An AI model developed by Seoul National University Bundang Hospital (SNUBH) can now detect stress with up to 77.5 percent accuracy—based entirely on a person’s voice.
Trained on samples from more than 100 Korean full-time workers, the deep learning system flags stress by analyzing subtle non-verbal cues like tone, pitch, and breath rhythm.
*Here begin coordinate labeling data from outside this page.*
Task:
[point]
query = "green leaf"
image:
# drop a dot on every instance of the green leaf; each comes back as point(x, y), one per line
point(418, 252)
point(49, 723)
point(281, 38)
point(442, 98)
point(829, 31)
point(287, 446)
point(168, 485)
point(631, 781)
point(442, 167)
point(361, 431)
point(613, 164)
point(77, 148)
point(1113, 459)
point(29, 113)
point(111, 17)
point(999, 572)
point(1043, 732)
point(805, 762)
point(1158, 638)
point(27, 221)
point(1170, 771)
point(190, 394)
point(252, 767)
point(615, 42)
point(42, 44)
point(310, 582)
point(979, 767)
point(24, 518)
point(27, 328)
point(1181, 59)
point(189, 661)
The results, published in Psychiatry Investigation, represent one of the first biosignal-validated voice-based stress models built specifically for a Korean population.
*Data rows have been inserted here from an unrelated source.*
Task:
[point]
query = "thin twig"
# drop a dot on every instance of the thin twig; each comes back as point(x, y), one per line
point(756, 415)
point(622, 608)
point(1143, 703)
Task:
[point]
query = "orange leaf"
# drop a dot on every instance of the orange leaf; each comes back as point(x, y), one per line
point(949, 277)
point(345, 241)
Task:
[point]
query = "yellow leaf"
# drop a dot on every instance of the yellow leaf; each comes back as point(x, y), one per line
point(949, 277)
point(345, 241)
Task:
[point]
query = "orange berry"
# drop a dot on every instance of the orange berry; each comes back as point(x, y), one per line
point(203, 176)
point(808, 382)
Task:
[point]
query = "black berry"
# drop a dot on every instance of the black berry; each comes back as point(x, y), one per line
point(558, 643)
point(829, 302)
The research team, led by Professor Kim Jeong-hyun of SNUBH’s Department of Public Health Medical Services and supported by SNU’s Institute of New Media and Communications, used ECAPA-TDNN—an AI architecture originally designed for speaker recognition. Participants recorded their voices before and after undergoing a standardized stress-inducing protocol: the Socially Evaluated Cold Pressor Test, which involves hand immersion in ice water while being observed.
To confirm whether stress had been successfully induced, the study combined AI prediction scores with biological and self-reported markers—salivary cortisol and distress thermometer readings. Only data from participants who showed measurable stress responses were used to train and validate the model.
Compared to traditional models like convolutional neural networks and conformers, ECAPA-TDNN consistently delivered higher performance, especially when analyzing free-form speech. The model was trained on 95 subjects and tested on a separate group of 20, identifying stress in 70 percent of them.
Instead of focusing on what people said, the model zeroed in on how they said it—capturing stress-related shifts in vocal tension, rhythm, and tempo. Because it relies only on non-linguistic features, researchers noted the system avoids common sources of bias tied to language fluency, education level, or cultural background. The researchers added that all processing took place locally on device, keeping privacy risks low.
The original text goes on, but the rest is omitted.